On the morning in question we drove to SFO and stood around the gate to see if we cleared the list. We both did and soon boarded. The plane was full and had a party atmosphere as essentially everyone was on a "coupon run". I recall that the stewardesses (as they were called in those days) handed out champagne prior to take off and, of course, the coupons. My friend remembers that when the stewardess went to take her jump seat there was a passenger sitting in it. The plane had to go back to the gate and discharge the extra passenger before continuing to Oakland -- he was the one exception to the "you actually had to take the flight to get a coupon" rule.

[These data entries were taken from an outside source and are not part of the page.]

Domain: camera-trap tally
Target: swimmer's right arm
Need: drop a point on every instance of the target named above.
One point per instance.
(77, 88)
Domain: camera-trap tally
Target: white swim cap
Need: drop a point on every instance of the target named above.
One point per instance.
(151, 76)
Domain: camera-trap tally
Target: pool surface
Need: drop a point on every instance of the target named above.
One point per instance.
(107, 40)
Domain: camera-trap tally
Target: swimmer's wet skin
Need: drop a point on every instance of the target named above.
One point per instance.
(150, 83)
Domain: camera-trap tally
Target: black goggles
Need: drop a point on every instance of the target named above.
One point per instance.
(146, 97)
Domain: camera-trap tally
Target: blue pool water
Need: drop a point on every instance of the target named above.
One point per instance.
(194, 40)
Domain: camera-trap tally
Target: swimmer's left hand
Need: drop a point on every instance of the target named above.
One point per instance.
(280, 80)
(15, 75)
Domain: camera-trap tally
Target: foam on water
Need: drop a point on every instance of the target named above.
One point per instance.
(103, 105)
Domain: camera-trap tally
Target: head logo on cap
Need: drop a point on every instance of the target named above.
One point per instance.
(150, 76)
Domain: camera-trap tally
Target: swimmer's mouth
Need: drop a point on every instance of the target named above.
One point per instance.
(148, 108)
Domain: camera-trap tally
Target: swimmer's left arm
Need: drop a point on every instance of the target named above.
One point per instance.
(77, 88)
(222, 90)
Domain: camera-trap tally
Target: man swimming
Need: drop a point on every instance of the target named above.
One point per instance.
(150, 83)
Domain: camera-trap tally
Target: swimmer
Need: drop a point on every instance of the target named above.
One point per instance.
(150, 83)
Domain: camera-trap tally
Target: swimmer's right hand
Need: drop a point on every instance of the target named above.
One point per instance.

The pilot got on the PA and announced that he would receive landing clearance at OAK before he received take off clearance at SFO. Wheels up to wheels down was probably 10 minutes to cover the 11.3 miles, and before we knew it we were in Oakland.*  We were then had to get back to SFO and our car. A shuttle to the nearby BART station and a ride on BART to the nearest station at the time (Daly City I believe) and another shuttle to the airport took several more hours. The entire endeavor took the better part of a day, but we had our coupons!

I recall buying at least one other coupon from a colleague who had no need for it for, maybe $25, probably ultimately a better deal, but not nearly as fun (and no story to tell.)

My friend tells me that he later made a round trip to Sacramento to get two coupons. He flew out in the morning and back in the late afternoon. Since most of the passengers were there for the coupon (it was easier to drive to Sacramento than fly for normal passengers), people were in a friendly mood. Though not usually that outgoing he struck up conversations with a number of people, including one very attractive woman, with whom he spent the day in Sacramento. They dated for a few months before she introduced him to the woman who would become his future ex-wife.

In those days my employer had a policy that a traveler was entitled to a full fare coach ticket to where ever they were going on business and that if they flew for less they could, for instance, use the savings to help take their spouse along on the trip. I took advantage of this several times while working for that company. But the half fare coupon opened up a whole new set of possibilities. Here's the one case that I remember. I had to make a trip to Huntsville, AL to accept a piece of computer hardware. In those days United had a flight from SFO that flew one stop to HSV (via LAX). The company travel office bought me the ticket and I quickly used the half fare coupon to turn it into a first class open-jaw trip: San Francisco to Huntsville, Chicago to San Francisco (in a DC-10!.) Since that didn't eat up the full SFO-HSV-SFO coach fare, I also received a MCO (miscellaneous charge order) for the difference. I paid cash for a ticket from HSV to ORD (on Southern Airlines) so that I could visit my parents after my business in Huntsville was concluded. I basically got a free upgrade plus a very low cost visit to Chicago (plus funds to use on another trip) for my coupon. I subsequently used the MCO to pay for another flight (in coach this time) from SFO to LAX to catch a rail excursion. And the whole thing was completely within the corporate rules! (Of course the rules are a lot different these days -- I'm sure even at that same company.)

Over the years, I've had my share of free flights due to volunteering, etc., but to me, that doesn't compare to the benefit from the 1979 Half Fare coupon.

*This is (but not by far) my shortest flight on a commercial airline. Second place goes to a United flight from PHF (Newport News) to ORF (Norfolk) a year or so later at 23 miles...the flight was also going on to ORD which was my actual destination this time.